Our error is the same as yanchicago, as follows: `May 14 10:27:00 k8s-test-0-114 kubelet: E0514 10:27:00.723771 3657 csi_attacher.go:320] kubernetes.io/csi: attacher.MountDevice failed: rpc error: code = Internal desc = ‘fsck’ found errors on device /dev/rbd3 but could not correct them: fsck from util-linux 2.32.1 May 14 10:27:00 k8s-test-0-114 kubelet: /dev/rbd3 contains a file system with errors, check forced. May 14 10:27:00 k8s-test-0-114 kubelet: /dev/rbd3: Inode 23 has an invalid extent node (blk 63775, lblk 5509)

May 14 10:27:00 k8s-test-0-114 kubelet: /dev/rbd3: UNEXPECTED INCONSISTENCY; RUN fsck MANUALLY.`

The above error occurred after the physical machine was down.

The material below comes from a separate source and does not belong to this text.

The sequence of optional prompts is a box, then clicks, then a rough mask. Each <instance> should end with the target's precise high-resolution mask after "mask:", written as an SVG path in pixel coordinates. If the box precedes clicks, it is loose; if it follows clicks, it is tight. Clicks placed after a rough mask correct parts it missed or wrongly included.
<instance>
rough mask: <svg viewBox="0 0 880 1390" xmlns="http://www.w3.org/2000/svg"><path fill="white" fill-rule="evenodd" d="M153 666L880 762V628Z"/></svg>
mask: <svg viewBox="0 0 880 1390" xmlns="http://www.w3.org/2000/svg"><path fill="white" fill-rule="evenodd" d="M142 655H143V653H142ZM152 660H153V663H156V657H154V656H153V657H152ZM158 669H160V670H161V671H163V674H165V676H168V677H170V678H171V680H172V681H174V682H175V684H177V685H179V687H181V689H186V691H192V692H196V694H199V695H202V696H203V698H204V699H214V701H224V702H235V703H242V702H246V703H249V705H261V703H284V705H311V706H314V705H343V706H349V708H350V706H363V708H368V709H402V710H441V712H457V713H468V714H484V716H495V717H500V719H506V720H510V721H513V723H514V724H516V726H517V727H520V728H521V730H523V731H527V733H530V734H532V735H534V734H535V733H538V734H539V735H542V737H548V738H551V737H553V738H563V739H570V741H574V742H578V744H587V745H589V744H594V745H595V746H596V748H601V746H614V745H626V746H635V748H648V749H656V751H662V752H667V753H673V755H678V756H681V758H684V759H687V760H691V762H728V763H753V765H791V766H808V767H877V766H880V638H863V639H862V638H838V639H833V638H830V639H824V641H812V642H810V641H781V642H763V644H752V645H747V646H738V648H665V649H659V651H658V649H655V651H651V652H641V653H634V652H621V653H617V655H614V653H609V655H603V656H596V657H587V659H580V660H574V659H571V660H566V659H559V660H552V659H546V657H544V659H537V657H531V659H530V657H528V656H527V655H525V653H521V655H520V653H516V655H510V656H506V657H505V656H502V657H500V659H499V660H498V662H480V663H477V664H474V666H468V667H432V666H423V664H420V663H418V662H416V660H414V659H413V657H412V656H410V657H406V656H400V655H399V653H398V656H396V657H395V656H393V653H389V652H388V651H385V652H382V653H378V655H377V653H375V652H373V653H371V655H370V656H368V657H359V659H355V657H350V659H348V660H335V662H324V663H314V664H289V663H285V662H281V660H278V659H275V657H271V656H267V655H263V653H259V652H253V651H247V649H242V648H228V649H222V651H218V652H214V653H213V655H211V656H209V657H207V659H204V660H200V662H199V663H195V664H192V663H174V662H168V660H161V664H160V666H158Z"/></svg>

At the same time, a hard disk on this physical machine also appeared in this situation, which needs fsck to repair. We use the kernel mode to mount, rbdplugin restart will not appear this situation (at least we have not encountered until now) this situation so far we have only encountered it once, and we have not reproduced it in the follow-up. We did not use calico. Csi pod hostNetwork is true.

cl51287 on May 20, 2021

Many thanks for your support. 👍We were able to recover the pod. Could you shed some light on the how the IP address was selected for the “watcher”? We’ve a k8s cluster using Calico CNI via IPIP encapulate mode. There’re two subnets among all hosts. And the watcher IP seems randomly allocated between the two subnets. Is the watcher IP used in any way? Do you see any issues with this type of IP config?

yanchicago on Jul 28, 2020